In 2015, after years of delay, the EPA and Corps finalized the “Waters of the United States” (or “WOTUS”) rule to interpret this statutory term. The 2015 rule clarified the process and criteria for determining whether a waterbody fell under federal jurisdiction—and, in some cases, brought more waterbodies under that umbrella. But the rule was challenged in court by industrial, agricultural, and other corporate interests, and only took effect in 22 states and D.C.

Soon after entering office, President Trump issued an executive order to repeal and replace the 2015 rule. At the time, we pointed out that, if President Trump’s order resulted in a regulatory change that would financially benefit his own businesses, it would violate the Constitution’s Domestic Emoluments Clause, which provides: “The President shall, at stated Times, receive for his Services, a Compensation, which shall neither be increased nor diminished during the Period for which he shall have been elected, and he shall not receive within that Period any other Emolument from the United States, or any of them.” (This is a separate provision from the perhaps better-known Foreign Emoluments Clause.)

Later in 2017, EPA and the Army Corps proposed to rescind the 2015 rule and go back to the old, less-protective status quo. Joined by the New Jersey-based Raritan Headwaters Association, which works in the 470-square mile Raritan Rivers headwaters region where Trump’s Bedminster golf club sits, we filed a formal public comment  in that rulemaking proceeding. Thousands of members of the public joined us. (EPA and the Corps re-opened that rule for public comment in 2018, and we submitted a supplemental comment with new information; and in the meantime, in 2019 EPA and the Corps proposed a new rule even less protective than the pre-2015 status quo, and we commented on that too.)

Our comments all made the same basic points. Relaxing clean water protections will financially benefit golf courses, almost certainly including golf courses owned by President Trump. And presidentially-directed executive action that financially benefits the president’s own businesses violates the Domestic Emoluments Clause—he’s using the power of government to improve the profitability of his own businesses. We asked EPA and the Corps to quantify the expected financial benefits to presidentially-owned golf courses, and to either withdraw the rule, or carve out an exception for properties owned by the president of the United States.

Where we are now

EPA and the Corps have now finalized the rollback to the pre-2015 status quo. (They haven’t yet finalized the second step of enacting even less protective rules.)

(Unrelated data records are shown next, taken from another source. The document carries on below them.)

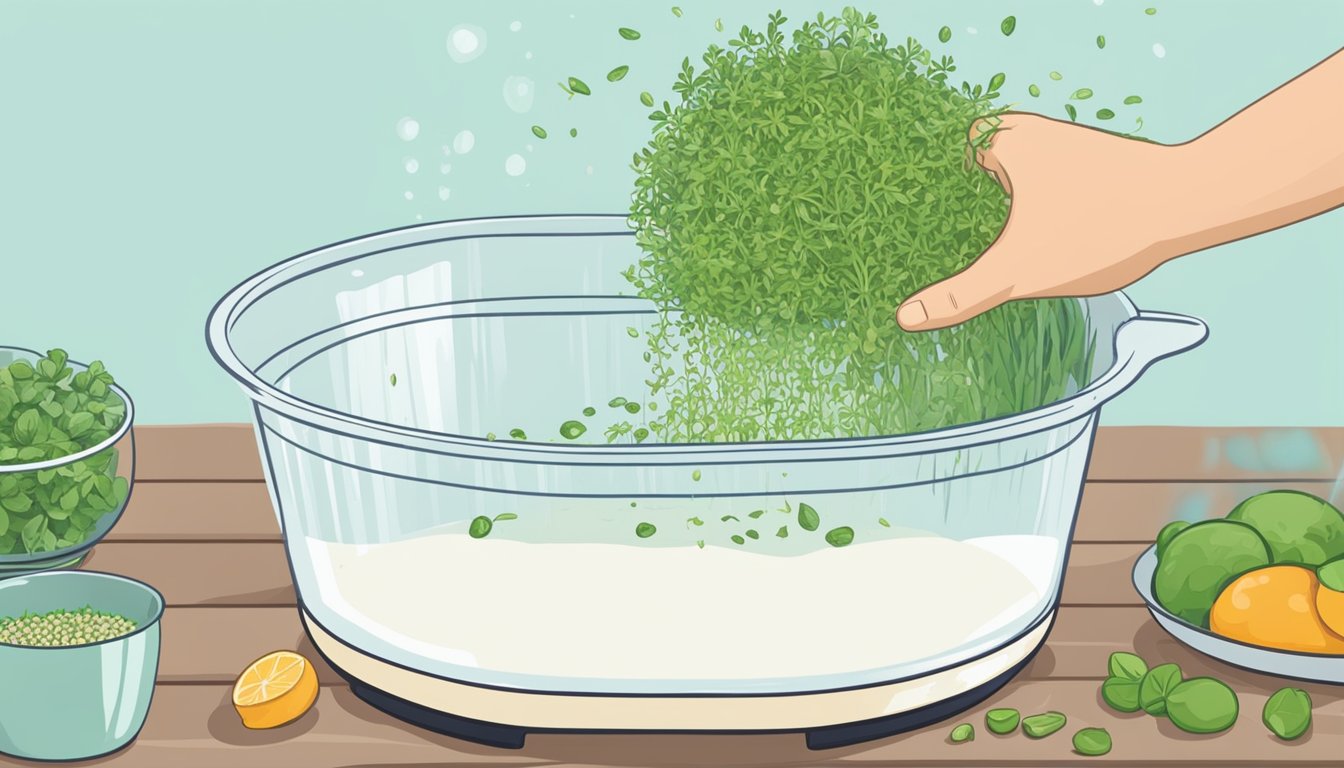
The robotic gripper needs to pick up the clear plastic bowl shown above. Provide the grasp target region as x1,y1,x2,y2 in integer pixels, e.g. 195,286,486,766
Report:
0,347,136,578
208,215,1206,706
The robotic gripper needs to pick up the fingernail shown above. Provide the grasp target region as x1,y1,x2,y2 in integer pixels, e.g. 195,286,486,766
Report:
896,301,929,328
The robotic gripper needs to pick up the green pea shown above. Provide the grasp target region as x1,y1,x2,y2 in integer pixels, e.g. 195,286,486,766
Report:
1261,689,1312,741
985,706,1021,736
1106,651,1148,682
1074,728,1110,757
1101,678,1140,712
827,526,853,546
798,503,821,531
1021,712,1068,738
1167,678,1238,733
1138,664,1181,717
466,515,495,538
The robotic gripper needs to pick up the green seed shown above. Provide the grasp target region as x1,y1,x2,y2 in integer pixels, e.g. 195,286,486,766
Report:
798,503,821,531
985,707,1021,736
1106,651,1148,683
827,526,853,546
1101,678,1140,712
1138,664,1181,717
1167,678,1238,733
1074,728,1110,757
1021,712,1068,738
1261,689,1312,741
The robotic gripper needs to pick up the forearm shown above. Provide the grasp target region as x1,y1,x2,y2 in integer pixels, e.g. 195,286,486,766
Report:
1154,51,1344,258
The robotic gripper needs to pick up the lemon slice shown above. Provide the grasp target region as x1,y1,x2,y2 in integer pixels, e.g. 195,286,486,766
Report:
234,651,317,729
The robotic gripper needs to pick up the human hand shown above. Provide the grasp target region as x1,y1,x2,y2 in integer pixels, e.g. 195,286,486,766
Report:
896,113,1179,331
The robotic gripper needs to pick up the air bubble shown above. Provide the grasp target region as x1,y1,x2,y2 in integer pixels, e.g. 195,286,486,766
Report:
396,117,419,141
504,75,536,114
448,24,485,65
453,130,476,155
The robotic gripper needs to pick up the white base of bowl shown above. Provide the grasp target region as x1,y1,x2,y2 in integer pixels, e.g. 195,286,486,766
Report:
300,608,1054,748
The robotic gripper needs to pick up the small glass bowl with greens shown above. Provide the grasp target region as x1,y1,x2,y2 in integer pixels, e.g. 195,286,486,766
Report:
0,347,136,578
0,570,164,761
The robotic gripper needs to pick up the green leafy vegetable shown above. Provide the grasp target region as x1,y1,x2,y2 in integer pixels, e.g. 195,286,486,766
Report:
0,350,130,554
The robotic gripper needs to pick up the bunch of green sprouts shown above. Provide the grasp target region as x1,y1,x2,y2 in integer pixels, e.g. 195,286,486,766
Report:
626,8,1094,443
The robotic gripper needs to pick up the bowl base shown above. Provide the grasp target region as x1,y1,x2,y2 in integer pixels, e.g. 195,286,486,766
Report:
300,608,1055,749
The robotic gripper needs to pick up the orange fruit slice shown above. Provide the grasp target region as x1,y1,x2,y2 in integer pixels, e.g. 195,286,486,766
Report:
234,651,317,729
1208,565,1344,654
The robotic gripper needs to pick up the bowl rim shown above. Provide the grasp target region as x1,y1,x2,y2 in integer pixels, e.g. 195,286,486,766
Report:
204,214,1207,464
0,344,136,482
1130,546,1344,667
0,568,167,651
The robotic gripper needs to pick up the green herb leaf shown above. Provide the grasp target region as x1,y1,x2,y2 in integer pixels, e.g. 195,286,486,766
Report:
1021,712,1068,738
798,503,821,531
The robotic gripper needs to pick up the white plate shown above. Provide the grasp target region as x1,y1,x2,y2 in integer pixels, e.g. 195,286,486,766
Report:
1134,546,1344,685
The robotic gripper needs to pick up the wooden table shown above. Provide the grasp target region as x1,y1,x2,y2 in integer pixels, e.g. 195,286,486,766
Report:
13,425,1344,768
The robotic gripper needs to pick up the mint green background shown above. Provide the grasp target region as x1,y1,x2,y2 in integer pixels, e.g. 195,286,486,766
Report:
0,0,1344,425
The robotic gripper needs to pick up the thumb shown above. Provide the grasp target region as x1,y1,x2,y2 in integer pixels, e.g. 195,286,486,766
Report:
896,260,1012,331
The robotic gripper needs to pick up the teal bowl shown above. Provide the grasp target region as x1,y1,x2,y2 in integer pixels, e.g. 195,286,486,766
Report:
0,570,164,760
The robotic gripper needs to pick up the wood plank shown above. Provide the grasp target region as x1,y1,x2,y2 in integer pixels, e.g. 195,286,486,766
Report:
81,541,296,605
106,483,281,542
128,424,1344,482
10,681,1344,768
1074,482,1344,543
82,542,1145,607
136,424,262,482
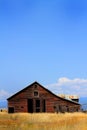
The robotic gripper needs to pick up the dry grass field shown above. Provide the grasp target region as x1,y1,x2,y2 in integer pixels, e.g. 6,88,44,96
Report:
0,112,87,130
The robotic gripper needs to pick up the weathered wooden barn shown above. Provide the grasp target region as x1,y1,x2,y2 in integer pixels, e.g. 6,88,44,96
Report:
7,82,80,113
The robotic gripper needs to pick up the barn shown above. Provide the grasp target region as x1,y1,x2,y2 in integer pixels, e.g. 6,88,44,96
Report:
7,82,81,113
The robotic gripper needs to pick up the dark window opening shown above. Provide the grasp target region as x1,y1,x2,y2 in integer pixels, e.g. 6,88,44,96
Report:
8,107,14,113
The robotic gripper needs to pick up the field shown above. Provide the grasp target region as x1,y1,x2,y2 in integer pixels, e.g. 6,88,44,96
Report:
0,112,87,130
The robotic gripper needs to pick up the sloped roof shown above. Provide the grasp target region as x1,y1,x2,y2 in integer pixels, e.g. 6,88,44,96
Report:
7,81,80,105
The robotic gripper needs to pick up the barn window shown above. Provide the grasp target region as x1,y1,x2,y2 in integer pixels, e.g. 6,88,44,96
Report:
34,84,37,88
8,107,14,113
34,91,39,97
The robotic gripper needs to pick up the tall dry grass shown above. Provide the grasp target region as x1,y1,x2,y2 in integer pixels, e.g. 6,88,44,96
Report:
0,112,87,130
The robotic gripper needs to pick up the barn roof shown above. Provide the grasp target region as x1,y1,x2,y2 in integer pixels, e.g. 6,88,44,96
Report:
7,81,80,105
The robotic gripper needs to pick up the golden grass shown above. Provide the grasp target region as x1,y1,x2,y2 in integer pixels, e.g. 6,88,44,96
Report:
0,112,87,130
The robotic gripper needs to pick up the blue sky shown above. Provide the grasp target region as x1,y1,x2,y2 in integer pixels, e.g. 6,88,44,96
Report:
0,0,87,97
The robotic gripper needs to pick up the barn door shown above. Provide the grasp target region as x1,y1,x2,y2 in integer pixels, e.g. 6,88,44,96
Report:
36,99,40,112
28,99,33,113
42,100,46,112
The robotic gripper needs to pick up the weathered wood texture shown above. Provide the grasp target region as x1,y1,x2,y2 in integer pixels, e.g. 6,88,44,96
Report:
7,82,80,113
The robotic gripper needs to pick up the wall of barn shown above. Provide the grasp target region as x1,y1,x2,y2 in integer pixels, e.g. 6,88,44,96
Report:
8,84,79,112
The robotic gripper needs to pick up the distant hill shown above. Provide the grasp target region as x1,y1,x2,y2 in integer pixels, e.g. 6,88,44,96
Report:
79,97,87,110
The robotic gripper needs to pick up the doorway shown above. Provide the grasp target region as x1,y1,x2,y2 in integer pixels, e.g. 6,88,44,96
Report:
36,99,40,112
28,99,33,113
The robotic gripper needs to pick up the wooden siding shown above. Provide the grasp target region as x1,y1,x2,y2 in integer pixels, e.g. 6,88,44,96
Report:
8,82,80,112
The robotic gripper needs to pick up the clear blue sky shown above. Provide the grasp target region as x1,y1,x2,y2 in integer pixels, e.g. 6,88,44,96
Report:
0,0,87,97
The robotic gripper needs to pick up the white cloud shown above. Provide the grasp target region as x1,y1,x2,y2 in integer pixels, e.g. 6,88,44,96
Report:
0,90,11,100
47,77,87,97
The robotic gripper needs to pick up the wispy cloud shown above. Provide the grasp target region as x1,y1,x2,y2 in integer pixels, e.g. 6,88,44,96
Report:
47,77,87,97
0,89,11,100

In many cases, golf courses like Trump’s won’t need to follow federal environmental standards when spraying pesticides, dredging, filling, or otherwise affecting waterbodies on or adjacent to their courses. This means that Trump (like other golf course owners and operators) can continue to profit at public expense. And since EPA and the Corps declined to adopt our suggestion to carve out an exception for presidentially-owned properties, it means that the government is complicit in keeping Trump’s pockets full by slashing environmental protections that might have cut into his profits a bit.

As of today, we don’t know why EPA and the Corps claim this is acceptable; a full response to comments won’t be made publicly available until the final rule is published in the Federal Register in the coming days. But we do know that they rolled back an environmental standard in a way that financially benefits the president of the United States, in violation of the Domestic Emoluments Clause.